Once I tested this, I gave the same task for a model after the release and a couple weeks later. In the first attempt it produced a well-written code that worked beautifully, I started to worry about the jobs of the software engineers. Second attempt was a nightmare, like a butcher acting as a junior developer performing a surgery on a horse.
Is this empirical evidence?
And this is not only my experience.
Calling this phychological is gaslighting.
Look, I'm not defending the big labs, I think they're terrible in a lot of ways. And I'm actually suspending judgement on whether there is ~some kind of nerf happening.
But the anecdote you're describing is the definition of non-empirical. It is entirely subjective, based entirely on your experience and personal assessment.
Unless he was able to sample with temperature 0 (and get fully deterministic results both times), this can just be random chance. And experience as SWE doesn't imply experience with statistics and experiment design.
Well, if we see this way, this is true for Antrophic’s benchmarks as well.
Btw the definition of empirical is: “based on observation or experience rather than theory or pure logic”
So what I described is the exact definition of empirical.
Users are not reliable model evaluators. It's a lesson the industry will, I'm afraid, have to learn and relearn over and over again.
Whether something is a bug or feature.
Whether the right thing was built.
Whether the thing is behaving correctly in general.
Whether it's better at the very moment that the thing occasionally works for a whole range of stuff or that it works perfectly for a small subset.
Whether fast results are more important than absolutely correct results for a given context.
Yes, all things above are also related with each other.
The most we have for LLMs is tallying up each user's experience using an LLM for a period of time for a wide rane of "compelling" use cases (the pairing of their prompts and results are empirical though right?).
This should be no surprise, as humans often can't agree on an end-all-be-all intelligence test for humans either.
Why? Because humans suck.
The only thing that matters and that can evaluate performance is the end result.
But hey, the solution is easy: Antrophic can release their own benchmarks, so everyone can test their models any time. Why they don’t do it?

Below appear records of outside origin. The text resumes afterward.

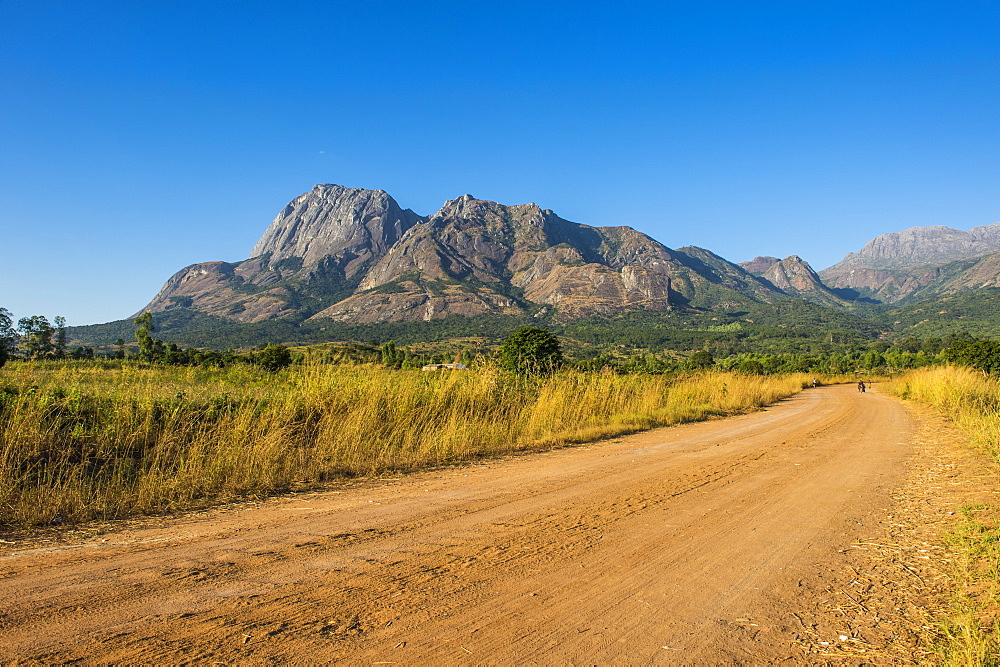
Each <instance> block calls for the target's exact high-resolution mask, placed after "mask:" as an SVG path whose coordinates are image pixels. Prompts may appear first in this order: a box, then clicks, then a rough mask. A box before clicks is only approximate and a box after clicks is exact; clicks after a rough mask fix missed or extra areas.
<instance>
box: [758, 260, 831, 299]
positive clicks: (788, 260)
mask: <svg viewBox="0 0 1000 667" xmlns="http://www.w3.org/2000/svg"><path fill="white" fill-rule="evenodd" d="M763 278H764V280H766V281H767V282H769V283H770V284H771V285H774V286H775V287H776V288H778V289H779V290H781V291H782V292H784V293H785V294H789V295H792V296H797V297H800V298H803V299H807V300H809V301H813V302H816V303H823V304H826V305H828V306H845V305H847V300H846V299H843V298H841V297H839V296H837V295H836V294H835V293H834V292H833V291H832V290H831V289H830V288H829V287H827V286H826V285H824V284H823V281H821V280H820V278H819V276H818V275H816V272H815V271H813V270H812V267H811V266H809V264H808V263H806V262H805V261H803V259H802V258H801V257H799V256H798V255H791V256H789V257H786V258H785V259H782V260H779V261H777V262H775V263H773V264H771V266H769V267H768V268H767V270H766V271H765V272H764V275H763Z"/></svg>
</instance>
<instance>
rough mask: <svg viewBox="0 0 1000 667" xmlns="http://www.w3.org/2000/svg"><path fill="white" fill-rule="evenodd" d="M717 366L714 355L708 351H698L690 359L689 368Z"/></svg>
mask: <svg viewBox="0 0 1000 667" xmlns="http://www.w3.org/2000/svg"><path fill="white" fill-rule="evenodd" d="M713 364H715V359H713V358H712V353H711V352H709V351H708V350H698V351H697V352H695V353H694V354H692V355H691V358H690V359H688V368H709V367H711V366H712V365H713Z"/></svg>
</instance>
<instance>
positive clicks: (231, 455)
mask: <svg viewBox="0 0 1000 667" xmlns="http://www.w3.org/2000/svg"><path fill="white" fill-rule="evenodd" d="M808 380H809V378H806V377H805V376H781V377H777V376H774V377H747V376H740V375H732V374H720V373H705V374H696V375H691V376H686V377H683V378H678V377H676V376H674V377H667V376H657V375H640V374H635V375H615V374H612V373H579V372H563V373H559V374H556V375H555V376H553V377H550V378H544V379H533V378H519V377H515V376H512V375H510V374H507V373H504V372H502V371H499V370H497V369H495V368H491V367H486V368H480V369H477V370H474V371H458V372H443V373H422V372H420V371H396V370H387V369H384V368H382V367H379V366H370V365H362V366H311V367H309V366H307V367H296V368H292V369H288V370H285V371H282V372H281V373H278V374H269V373H266V372H263V371H259V370H256V369H254V368H252V367H247V366H234V367H231V368H227V369H222V370H211V369H201V368H148V367H145V368H144V367H139V366H135V365H128V364H124V365H122V364H98V363H89V364H88V363H85V362H83V363H80V362H78V363H61V364H55V363H50V364H13V365H9V366H8V367H7V368H5V369H4V370H3V371H0V522H2V523H3V524H5V525H8V526H28V525H39V524H50V523H53V522H80V521H86V520H89V519H96V518H100V519H108V518H118V517H124V516H128V515H134V514H143V513H154V512H159V511H163V510H171V509H179V508H186V507H193V506H197V505H200V504H205V503H209V502H217V501H219V500H227V499H234V498H239V497H250V496H261V495H266V494H273V493H279V492H283V491H288V490H294V489H304V488H309V487H315V486H319V485H322V484H324V483H328V482H329V481H331V480H334V479H337V478H346V477H358V476H371V475H379V474H385V473H389V472H400V471H410V470H415V469H418V468H423V467H428V466H439V465H442V464H448V463H453V462H460V461H466V460H470V459H473V458H476V457H482V456H494V455H502V454H509V453H513V452H518V451H526V450H534V449H541V448H547V447H553V446H559V445H563V444H567V443H573V442H585V441H590V440H595V439H598V438H602V437H610V436H615V435H620V434H623V433H628V432H632V431H637V430H641V429H646V428H651V427H656V426H665V425H671V424H677V423H681V422H687V421H693V420H699V419H704V418H706V417H709V416H712V415H723V414H733V413H738V412H744V411H747V410H752V409H756V408H759V407H760V406H763V405H766V404H768V403H772V402H774V401H776V400H778V399H780V398H782V397H784V396H788V395H791V394H793V393H795V392H797V391H799V390H800V389H801V387H802V386H803V384H804V383H805V382H808Z"/></svg>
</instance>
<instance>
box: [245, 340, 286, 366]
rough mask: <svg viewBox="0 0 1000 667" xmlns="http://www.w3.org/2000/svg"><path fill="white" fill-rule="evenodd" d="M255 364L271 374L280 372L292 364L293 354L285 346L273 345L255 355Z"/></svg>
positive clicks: (253, 357) (280, 345)
mask: <svg viewBox="0 0 1000 667" xmlns="http://www.w3.org/2000/svg"><path fill="white" fill-rule="evenodd" d="M253 363H255V364H257V365H258V366H260V367H261V368H264V369H265V370H269V371H271V372H275V371H280V370H281V369H282V368H285V367H286V366H290V365H291V363H292V353H291V352H290V351H289V350H288V348H287V347H285V346H284V345H275V344H274V343H271V344H270V345H268V346H267V347H265V348H264V349H263V350H261V351H260V352H258V353H257V354H255V355H253Z"/></svg>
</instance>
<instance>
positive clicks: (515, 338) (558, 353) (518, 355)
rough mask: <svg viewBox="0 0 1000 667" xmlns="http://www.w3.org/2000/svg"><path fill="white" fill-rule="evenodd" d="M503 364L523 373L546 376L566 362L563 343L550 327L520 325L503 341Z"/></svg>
mask: <svg viewBox="0 0 1000 667" xmlns="http://www.w3.org/2000/svg"><path fill="white" fill-rule="evenodd" d="M499 358H500V367H501V368H504V369H505V370H508V371H511V372H513V373H518V374H520V375H545V374H548V373H552V372H553V371H555V370H556V369H557V368H559V366H561V365H562V363H563V354H562V346H561V345H560V344H559V339H558V338H556V337H555V336H554V335H553V334H552V333H550V332H549V331H548V330H547V329H540V328H538V327H521V328H520V329H517V330H516V331H514V333H512V334H510V335H509V336H507V338H505V339H504V341H503V343H501V344H500V350H499Z"/></svg>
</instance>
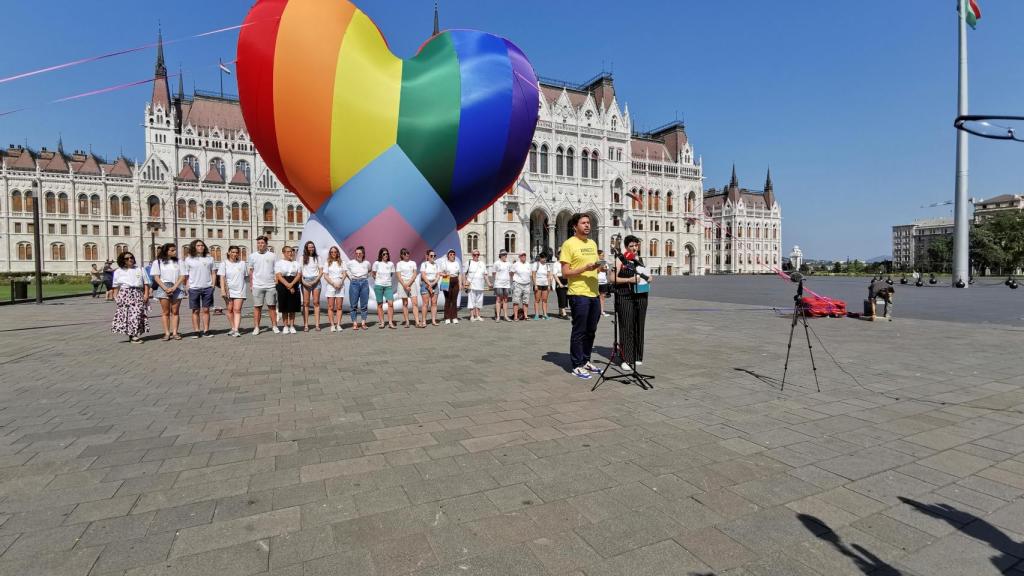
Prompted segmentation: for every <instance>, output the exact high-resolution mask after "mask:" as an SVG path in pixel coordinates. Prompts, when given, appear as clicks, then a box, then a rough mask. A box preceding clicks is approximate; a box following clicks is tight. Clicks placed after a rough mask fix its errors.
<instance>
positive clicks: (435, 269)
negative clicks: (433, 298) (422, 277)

Why in the world, if I'm paying the loss leader price for "unlimited" usage of these models, would any of these companies literally respect my preference to have unfettered access to the most expensive inference?
Especially when one of the hallmark features of GPT-5 was a fancy router system that decides automatically when to use more/less inference resources, I'm very wary of those `/model` settings.
The way this works is:
1) x% of users have an exceptional first experience by chance. Nobody who has a meh first experience bothers to try a second time. 2) x²% of users also have an exceptional second experience by chance 3) So a lot of people with a great first experience think the model started off great and got suddenly worse
Suppose it's 25% that have a really great first experience. 25% of them have a great second experience too, but 75% of them see a sudden decline in quality and decide that it must be intentional. After the third experience this population gets bigger again.
So by pure chance and sampling biases you end up convincing a bunch of people that the model used to be great but has gotten worse, but a much smaller population of people who thought it was terrible but got better because most of them gave up early.
This is not in their heads- they really did see declining success. But they experienced it without any changes to the model at all.
The first time you see a dog that can make pancakes, you’re really focused on the fact that a dog is making pancakes.
After a few weeks of having them for breakfast, you start to notice that the pancakes are actually kind of overcooked and don’t taste that good. Sure it’s impressive that a dog made them, but what use are sub-par pancakes? You’re naturally more focused on what it can’t do than what it can.